Topic taxonomies that display hierarchical topic structures of a text corpus have substantially contributed to various knowledge rich applications, including web search and question answering. Recently, for effective expansion of topic knowledge, there have been several attempts to expand (or complete) a topic taxonomy by inserting new topic nodes found in a given corpus. However, output taxonomies of existing expansion methods have shown limited quality for covering a wide variety of topic terms and representing consistent topic relations. This is because their capability of discovering novel topics relies on recursive inference of first-order topic relations (i.e. topic-subtopic) based on term embeddings. To tackle this challenge, we propose TopicExpan to directly generate topic-related terms (i.e., phrases) from relevant documents, while considering the relation structure surrounding a target topic in the hierarchy.
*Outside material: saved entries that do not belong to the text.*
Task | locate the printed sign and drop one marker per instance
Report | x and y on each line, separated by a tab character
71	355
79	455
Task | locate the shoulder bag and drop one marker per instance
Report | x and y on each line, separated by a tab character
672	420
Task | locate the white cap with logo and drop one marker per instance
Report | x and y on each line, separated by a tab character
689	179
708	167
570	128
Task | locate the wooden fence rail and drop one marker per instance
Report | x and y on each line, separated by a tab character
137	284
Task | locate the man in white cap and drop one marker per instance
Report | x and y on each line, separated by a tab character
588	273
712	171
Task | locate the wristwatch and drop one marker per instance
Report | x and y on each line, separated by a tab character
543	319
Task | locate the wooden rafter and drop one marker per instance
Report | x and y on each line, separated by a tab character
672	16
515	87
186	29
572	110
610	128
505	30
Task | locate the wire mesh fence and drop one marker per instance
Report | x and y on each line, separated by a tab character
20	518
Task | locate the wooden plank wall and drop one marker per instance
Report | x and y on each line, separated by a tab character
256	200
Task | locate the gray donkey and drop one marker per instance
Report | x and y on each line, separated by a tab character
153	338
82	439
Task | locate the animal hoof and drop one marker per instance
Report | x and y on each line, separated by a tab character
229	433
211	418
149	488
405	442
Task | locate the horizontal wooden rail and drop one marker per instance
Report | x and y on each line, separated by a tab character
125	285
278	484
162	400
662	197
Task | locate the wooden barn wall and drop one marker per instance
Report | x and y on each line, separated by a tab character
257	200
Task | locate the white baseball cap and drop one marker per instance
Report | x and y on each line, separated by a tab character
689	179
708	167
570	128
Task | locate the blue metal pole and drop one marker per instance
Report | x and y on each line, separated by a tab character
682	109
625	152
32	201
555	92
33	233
That is, TopicExpan trains a topic-conditional term generator that captures the interaction among a topic, a document, and a topic-related term. Then, it utilizes the trained generator along with a virtual topic node newly-inserted at each valid position in the hierarchy, in order to collect the terms that should belong to the new topic. Experimental results demonstrate that TopicExpan significantly outperforms other baseline methods in terms of novel topic discovery, which results in better coverage of multi-word terms and higher consistency of topic relations.